Pipa ( Chinese  琵琶 , pinyin pípá ) is a plucked bowl neck loud of classical Chinese music .

Design and style of play

The pipa has a pear-shaped body that is flatter than the western lute . Usually it is made of mahogany , red sandalwood , narrabree or other precious woods; however, cheaper materials are also used. After changing developments, the pipa now usually has four steel strings that are AEDA tuned and run over 24 to 30 frets .

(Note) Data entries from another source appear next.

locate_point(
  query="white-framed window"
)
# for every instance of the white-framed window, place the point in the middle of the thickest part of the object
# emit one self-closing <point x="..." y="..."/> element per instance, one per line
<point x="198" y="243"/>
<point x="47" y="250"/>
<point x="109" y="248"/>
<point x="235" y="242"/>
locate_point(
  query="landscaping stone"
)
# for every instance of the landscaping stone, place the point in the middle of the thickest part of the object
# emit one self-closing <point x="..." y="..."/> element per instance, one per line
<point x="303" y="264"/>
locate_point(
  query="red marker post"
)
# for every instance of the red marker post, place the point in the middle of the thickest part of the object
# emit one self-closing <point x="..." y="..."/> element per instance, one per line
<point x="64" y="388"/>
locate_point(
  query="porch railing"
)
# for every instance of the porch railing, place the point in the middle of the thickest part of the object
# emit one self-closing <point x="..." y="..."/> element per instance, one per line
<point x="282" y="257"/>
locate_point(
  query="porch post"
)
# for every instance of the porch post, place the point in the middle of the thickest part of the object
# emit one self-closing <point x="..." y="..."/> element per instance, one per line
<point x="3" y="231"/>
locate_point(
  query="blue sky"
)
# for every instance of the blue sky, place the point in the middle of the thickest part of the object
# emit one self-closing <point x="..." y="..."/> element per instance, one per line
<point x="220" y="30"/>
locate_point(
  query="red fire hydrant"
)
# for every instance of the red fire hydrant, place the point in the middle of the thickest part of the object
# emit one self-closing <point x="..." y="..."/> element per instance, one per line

The pipa is played in two different techniques, the Chinese names of which together give the name of the instrument: With the "pí" (琵) the index finger of the right hand is pushed from right to left over the strings, with the "pá" (琶) the thumb in the opposite direction. You play with your own or artificial fingernails, less often with a pick .

origin

Chinese lutes have been known for about 2000 years. Over time, the shape and style of play have undergone numerous changes:

  • In the Qin and Han times , the body of the lute was still circular. As early as the Tang Dynasty , however, continued under the influence of out in the 4th century Persia import barbat - sounds that still in use today and for the instrument to be characteristic pear shape respected by.
  • The pipa used to have five strings, but over time there have been four.
  • Originally the instrument only had 5 or 6 frets, later the number increased to 14, 16, 17, 24, 29 and in the 20th century even to 30. Pipas with 14 or 16 frets arrange these roughly in accordance with the western scale / semitone scale : Seen from the saddle , the order is: THHHTHHHTT-3 / 4-3 / 4-TT-3 / 4-3 / 4, (some frets produce a ¾ or “neutral” tone). In the 1920s and 1930s, the number of frets was increased to 24 in accordance with the Western tone system, resulting in semitone spacings comparable to a modern guitar. After that, the number of frets has increased to up to 30 in some cases. The traditional 16-fret pipa is increasingly being forgotten and only survives in some regional musical traditions such as the Nanguan / Nanyin style that is widespread in the south .
  • In the past, the strings were plucked with a pick , later the fingernails prevailed. Since steel strings became common in addition to traditional silk strings in the 20th century, players have increasingly used more stable artificial fingernails.
  • In ancient times the pipa was played in a horizontal position, today a vertical or almost vertical orientation is common.
Pipa player, Tang Dynasty

Their heyday saw the pipa -music during the Tang period , as the instrument great popularity in the court music enjoyed. It owed this rise not least to the then relatively high Persian population in the capital Chang'an . Many Persians worked at the imperial court as musicians or music teachers and helped the instrument, which was once imported from their homeland, to become extremely popular. During this time, numerous richly carved pipas with valuable inlays were created; Buddhist demigods playing on the pipa can be seen on the murals of the Mogao Grottoes near Dunhuang . On the back of three of the scrolls discovered around 1900 in one of the Mogao caves, some pieces of music are noted that come from the Tang period and were apparently still popular during the Five Dynasties in the 10th century. They probably contain a notation for the four-string pipa with four frets ( pipa pu ).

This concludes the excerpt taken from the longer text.